Why private startups conduct stock splits:

  • Increase share counts before significant grants: many companies form with low share counts (5M-10M founders' shares total). As the company grows and the per-share value climbs, granting meaningful equity to new employees becomes awkward (a "5 basis point" grant might be only a few hundred shares, which sounds small even if economically meaningful). A stock split (typically 10-for-1 or 100-for-1) increases the share count, makes grants look larger in share count, and is psychologically helpful.
  • Pre-IPO normalization: before going public, companies often conduct splits to bring the per-share price into a target IPO range. The post-split share count and per-share price are designed to match standard public-company conventions.
  • Cap-table cosmetics: investors and employees sometimes prefer working with larger share counts and lower per-share prices for psychological reasons even though the economics are identical.

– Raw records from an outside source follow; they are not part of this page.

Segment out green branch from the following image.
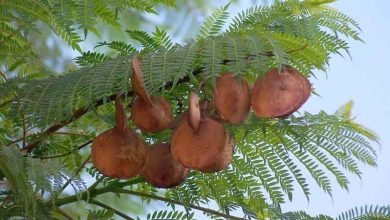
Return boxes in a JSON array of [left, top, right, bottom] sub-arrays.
[[55, 177, 245, 220], [90, 199, 135, 220], [55, 177, 145, 206], [112, 189, 246, 220]]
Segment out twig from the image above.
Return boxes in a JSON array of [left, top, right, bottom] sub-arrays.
[[22, 115, 27, 148], [53, 131, 88, 136], [0, 99, 12, 109], [21, 104, 105, 153], [6, 136, 25, 147], [32, 140, 92, 159], [55, 177, 145, 206], [0, 70, 7, 82], [258, 44, 308, 57], [87, 176, 105, 192], [57, 155, 91, 197], [286, 44, 308, 54], [55, 178, 244, 220], [56, 208, 74, 220], [89, 199, 135, 220], [0, 194, 11, 208]]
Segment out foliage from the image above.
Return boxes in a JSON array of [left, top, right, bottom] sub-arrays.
[[0, 0, 385, 219], [0, 0, 176, 77], [281, 205, 390, 220]]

Why public companies historically conducted stock splits:

  • Target trading range: historically, public companies targeted share prices in the $20-$100 range to maximize retail investor accessibility. As the stock appreciated above this range, companies would split to bring the price back down.
  • Liquidity perception: lower-priced stocks were perceived as more "tradable" by retail investors.

The modern public-company shift: with fractional shares and direct indexing now standard at most brokerages, the psychological barrier of high share prices has largely disappeared. Companies like Berkshire Hathaway ($600K+ per share) trade fine without splitting. Recent splits (Tesla, Apple, Nvidia in their respective years) have been more for retail sentiment than practical accessibility.

Ryan's Take

Stock splits at private startups are practical cap-table moves that don't change anything economically but do help with how grants look to employees and how the cap table reads. The right discipline: don't over-engineer; conduct a single 10-for-1 or 100-for-1 split when share counts have gotten awkwardly low for the grant sizes you need to issue. Avoid frequent splits (they create administrative noise and confuse long-time employees). Pre-IPO, the underwriters typically recommend a target share price and share count, and the company conducts the appropriate split as part of IPO prep. Post-IPO, splits are increasingly cosmetic; the modern brokerage environment doesn't require them for accessibility. Don't fall into "if the stock is high, split it" thinking; there's no economic value created by a split, only optics changes.

What founders get wrong: Conducting multiple splits over the company's life when one well-timed split would have sufficed. Each split creates administrative work (board approval, stockholder approval, charter amendment, cap-table software update, option strike adjustments, employee communications) and creates confusion about historical share counts and percentages. The right discipline: anticipate the share-count needs at formation (10M-20M authorized common is typical for a Delaware C-corp), or conduct one well-timed 10-for-1 or 100-for-1 split when needed, and avoid recurring splits.

Related: Reverse Stock Split · Common Stock · Cap Table · 409A Valuation · IPO

FAQ

What is a stock split?
A corporate action that increases the number of outstanding shares by a defined ratio (e.g., 2-for-1, 10-for-1) while proportionally reducing the value per share, maintaining the same total market capitalization and the same ownership percentages for every holder. Economically neutral but changes the cap-table optics.

Why do private startups conduct stock splits?
To increase share counts before significant grants (so grants look larger in share-count terms even if economically equivalent), to normalize per-share prices before IPO, and for cap-table cosmetic reasons. The economic impact is zero; the practical impact on grant sizing and cap-table readability is meaningful.

Should companies still do splits at public companies?
Less critical than historically. With fractional shares and direct indexing now standard at most brokerages, the psychological barrier of high share prices has largely disappeared. Companies like Berkshire Hathaway trade fine without splitting. Recent splits have been more for retail sentiment than practical accessibility.